Поднявшись наверх, я увидел нужную мне дверь. Она была открыта, я попросил разрешения войти. «Прошу», — раздался голос, и я вошел с рапортом к полковнику Радзевичу. Выслушав рапорт, он пригласил меня сесть. У полковника на груди Георгиевский орден 4-й степени и Владимир 4-й степени. Обращаясь ко мне, он говорит:
— Не думаю, что мне нужно вам объяснять, что вы вступаете рядовым бойцом-офицером в 1-ю роту, что мы все офицеры — рядовые бойцы до тех пор, пока не уничтожим эту гадину окончательно. Мне трудно сейчас назначать офицеров на командные должности, так как я никого не знаю, поэтому назначаю наугад — впоследствии увидим, кто на что способен, познакомимся ближе, тогда видно будет. Пока назначаю вас начальником 1-го отделения, явитесь к командиру взвода капитану Рухину, он окончил Одесское военное училище. Всего хорошего вам, господин капитан!

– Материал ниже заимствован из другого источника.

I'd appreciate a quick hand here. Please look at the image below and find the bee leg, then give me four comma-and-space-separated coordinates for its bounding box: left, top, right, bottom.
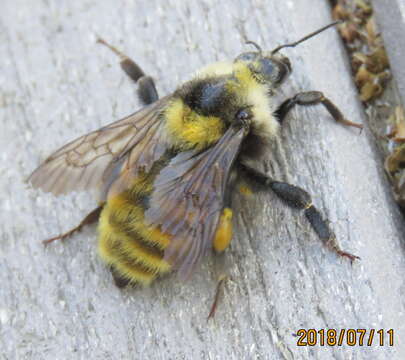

Иду в ротное помещение. Оно гудит, как пчелиный рой, ничего не разберешь. Один из офицеров провел меня к капитану Рухину. Подойдя, я официально отрапортовал, что прибыл в его распоряжение и по приказу полковника Радзевича должен принять от него первое отделение. Он как-то не особенно приветливо посмотрел на меня, вызвал поручика Яковлева и сказал ему сдать отделение мне. Поручик Яковлев крепко пожал мне руку и сказал, что очень рад, что передает отделение мне, так как слишком много в отделении офицеров выше его чином.
Мы подошли с ним к отделению, и поручик скомандовал: «Господа офицеры!» Я представился в отдельности каждому и поздоровался с каждым за руку. После представления потекла задушевная, дружеская беседа, но не надолго. Команда дежурного офицера — «стройся!» — прервала ее. Разобрав винтовки, мы вышли на плац и выстроились в две шеренги. Наш ротный фельдфебель в чине подполковника, георгиевский кавалер, встал на фронте роты и скомандовал: «Господа офицеры!» Все вздрогнули и замерли. Полковник Радзевич спокойно, но твердо подошел к роте, встал смирно и, приложив руку к козырьку, спокойным голосом сказал:
— Спасибо, господа офицеры, прошу стоять вольно.
Его речь была короткой. Он указал на то, что на нашу долю выпало счастье иметь возможность встать на защиту нашей родины, наших храмов, семейств от зверского хама — большевиков.